Wrapped in rope in this way, the sheets were briefly heated again so that the glue in the glue joint could liquefy one last time. Then they were dried for a few weeks.

When the cores covered with horn were completely dry, the press rope was removed. They were cleaned of glue residue, then the outer surface of the horn belly was smoothed, again with the scraper holder, depending on the desired profile, flat, convex, pyramidal, etc. In the middle of the handle of the bow, where the horn tips met, there was now a gap in the horn belly of the bow. In order to close this, it was sawn a few millimeters into the wood core in such a way that the saw gap widened slightly inwards. The sawn-in material was then carved out. A small, precisely fitting wedge made of bone or ivory was hammered into the gap with glue from the side into this gap, which tapered slightly towards the outside. So the horn strips in the middle of the handle met this transversely inserted plate, which the Turks called Chelik. Other peoples also used wood for this, some also have several such wedges made of horn and bone next to each other, e.g.
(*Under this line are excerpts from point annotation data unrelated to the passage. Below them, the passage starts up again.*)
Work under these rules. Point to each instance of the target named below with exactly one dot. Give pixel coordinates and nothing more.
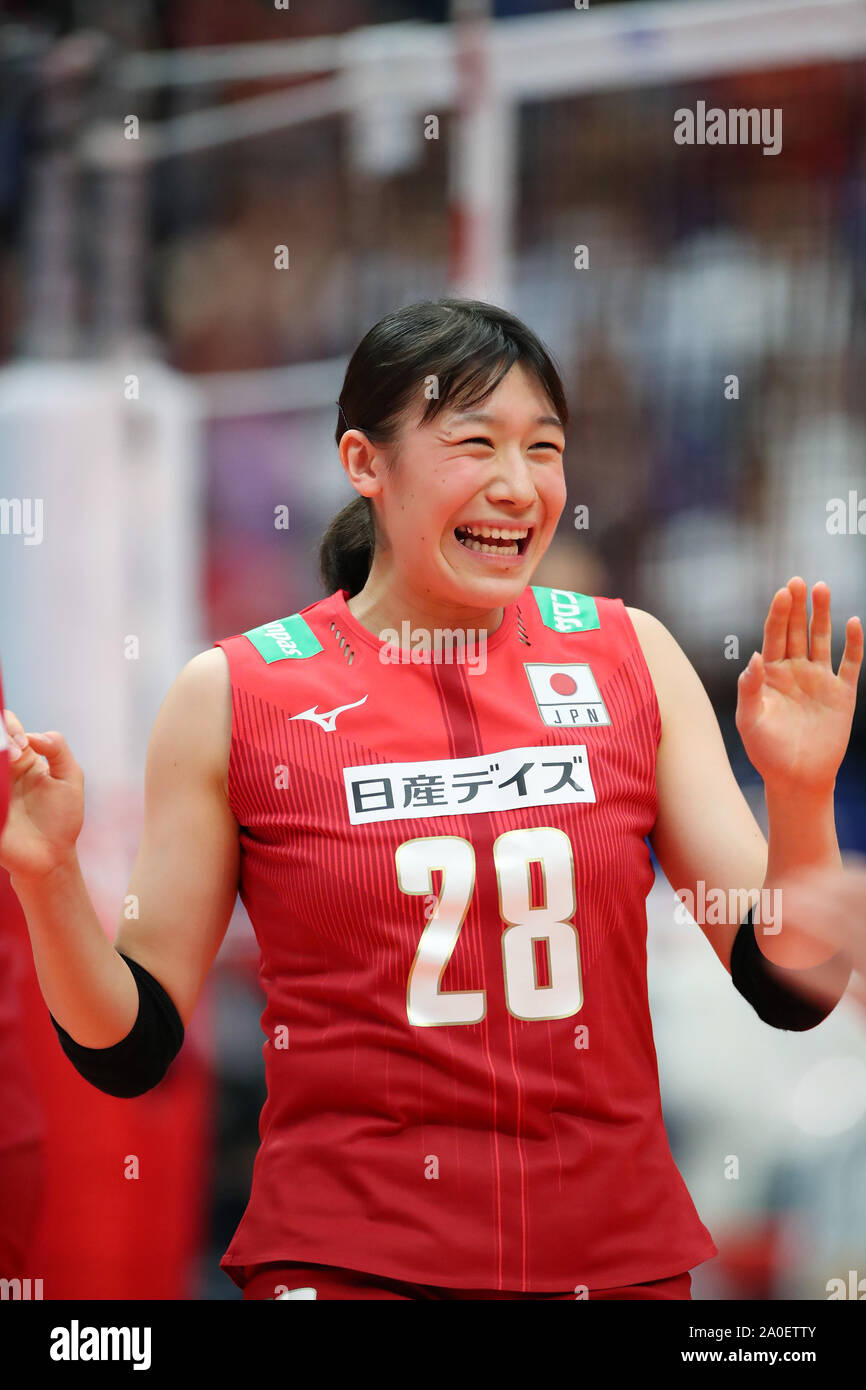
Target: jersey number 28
(427, 1004)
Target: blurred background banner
(203, 207)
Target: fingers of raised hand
(797, 642)
(819, 624)
(21, 751)
(776, 627)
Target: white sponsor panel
(567, 694)
(506, 780)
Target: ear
(363, 460)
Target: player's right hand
(46, 802)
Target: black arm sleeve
(139, 1061)
(763, 984)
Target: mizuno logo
(328, 719)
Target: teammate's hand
(793, 713)
(46, 802)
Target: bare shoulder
(195, 720)
(660, 651)
(652, 635)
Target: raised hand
(793, 713)
(46, 802)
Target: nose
(512, 480)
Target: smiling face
(456, 484)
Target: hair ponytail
(466, 346)
(346, 548)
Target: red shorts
(324, 1282)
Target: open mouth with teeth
(491, 540)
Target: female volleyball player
(433, 788)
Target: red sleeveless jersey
(444, 861)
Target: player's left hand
(793, 713)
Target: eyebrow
(495, 420)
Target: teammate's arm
(184, 880)
(704, 829)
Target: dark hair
(469, 346)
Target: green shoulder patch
(565, 610)
(287, 637)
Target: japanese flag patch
(567, 695)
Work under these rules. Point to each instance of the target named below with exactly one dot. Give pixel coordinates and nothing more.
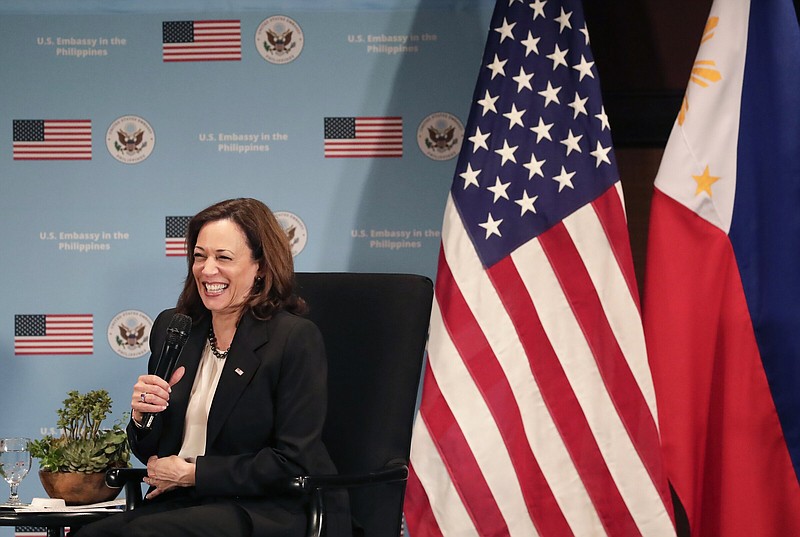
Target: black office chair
(375, 328)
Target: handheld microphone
(177, 333)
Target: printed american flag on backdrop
(196, 41)
(363, 137)
(53, 334)
(538, 415)
(52, 139)
(176, 235)
(34, 531)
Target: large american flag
(53, 334)
(538, 415)
(52, 139)
(363, 137)
(195, 41)
(175, 235)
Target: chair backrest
(375, 328)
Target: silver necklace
(212, 340)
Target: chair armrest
(131, 479)
(391, 473)
(314, 485)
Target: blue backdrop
(106, 147)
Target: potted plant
(72, 466)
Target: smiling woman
(245, 407)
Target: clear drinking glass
(15, 461)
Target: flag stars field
(531, 246)
(704, 182)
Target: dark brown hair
(273, 287)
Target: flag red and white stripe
(53, 334)
(52, 139)
(538, 414)
(193, 41)
(363, 137)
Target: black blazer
(265, 422)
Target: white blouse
(205, 384)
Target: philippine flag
(722, 290)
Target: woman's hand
(168, 473)
(151, 394)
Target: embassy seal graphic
(439, 136)
(295, 229)
(130, 139)
(279, 39)
(129, 332)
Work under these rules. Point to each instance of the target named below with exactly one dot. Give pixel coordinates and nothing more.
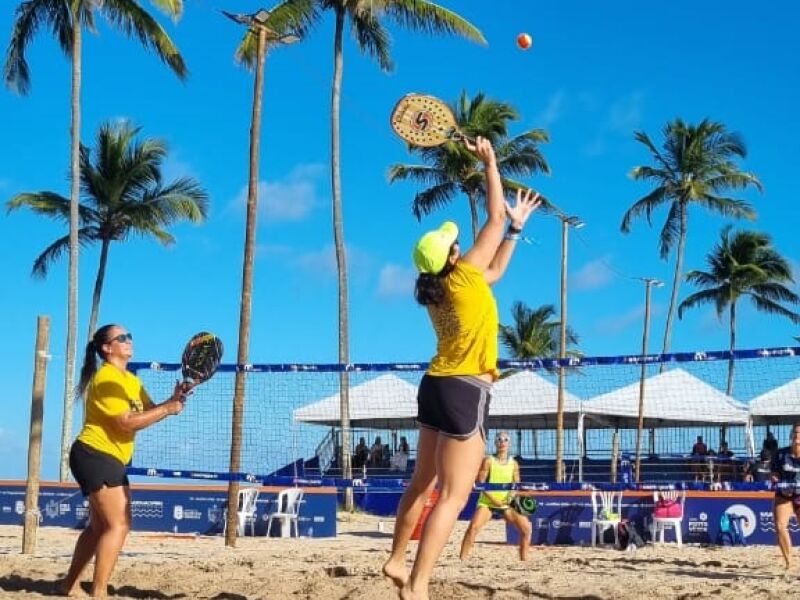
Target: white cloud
(395, 281)
(289, 199)
(323, 261)
(593, 275)
(623, 116)
(619, 323)
(552, 112)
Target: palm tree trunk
(731, 362)
(247, 291)
(98, 287)
(72, 278)
(341, 257)
(473, 210)
(676, 283)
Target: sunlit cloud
(395, 281)
(292, 198)
(593, 275)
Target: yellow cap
(433, 248)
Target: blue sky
(596, 72)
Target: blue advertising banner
(177, 509)
(566, 517)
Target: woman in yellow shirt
(500, 468)
(117, 406)
(453, 398)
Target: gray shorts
(456, 405)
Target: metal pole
(562, 354)
(640, 426)
(40, 359)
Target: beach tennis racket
(524, 505)
(201, 358)
(425, 121)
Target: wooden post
(40, 359)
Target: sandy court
(166, 568)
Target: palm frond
(133, 20)
(29, 17)
(429, 17)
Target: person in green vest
(500, 468)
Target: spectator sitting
(376, 453)
(699, 448)
(761, 469)
(724, 450)
(726, 468)
(399, 461)
(770, 444)
(361, 455)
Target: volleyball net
(291, 424)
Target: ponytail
(429, 289)
(93, 350)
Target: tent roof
(526, 400)
(780, 405)
(386, 402)
(674, 398)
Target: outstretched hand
(527, 202)
(482, 147)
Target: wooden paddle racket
(201, 358)
(425, 121)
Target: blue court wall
(565, 517)
(177, 509)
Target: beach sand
(348, 566)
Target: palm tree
(695, 167)
(451, 168)
(124, 195)
(266, 30)
(534, 333)
(373, 39)
(743, 264)
(66, 19)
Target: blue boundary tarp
(177, 509)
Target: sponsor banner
(177, 509)
(567, 520)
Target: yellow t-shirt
(111, 393)
(466, 325)
(498, 473)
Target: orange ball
(524, 41)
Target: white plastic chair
(604, 503)
(659, 524)
(246, 511)
(287, 510)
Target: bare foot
(74, 592)
(405, 593)
(396, 572)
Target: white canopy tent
(674, 398)
(527, 400)
(779, 406)
(386, 402)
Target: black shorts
(456, 406)
(93, 469)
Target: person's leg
(457, 464)
(115, 506)
(523, 525)
(783, 512)
(419, 489)
(84, 551)
(479, 519)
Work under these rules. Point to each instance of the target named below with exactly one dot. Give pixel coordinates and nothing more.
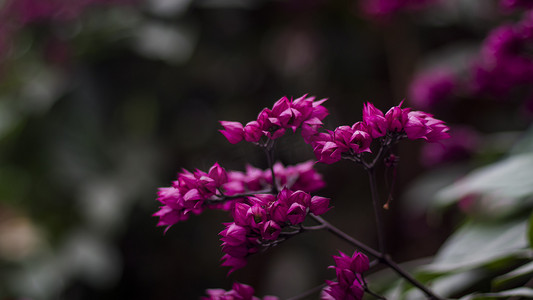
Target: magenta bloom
(432, 88)
(298, 177)
(375, 120)
(509, 5)
(188, 194)
(304, 112)
(233, 131)
(505, 63)
(260, 220)
(385, 9)
(349, 284)
(239, 291)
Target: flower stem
(269, 151)
(377, 210)
(383, 258)
(309, 292)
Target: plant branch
(269, 151)
(377, 210)
(309, 292)
(383, 258)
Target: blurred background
(104, 101)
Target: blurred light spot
(19, 238)
(171, 44)
(168, 8)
B. the Chinese. This was superfluous if a single, very long strip of horn that went right through from one end of the arch to the other had been used from the start.

Next, the other side, the wooden arch back, was brought into the right shape with rasps, files and the pulling tool described above. The finished wood surface was roughened a little, and then you started with the application of the tendon covering (see there for production).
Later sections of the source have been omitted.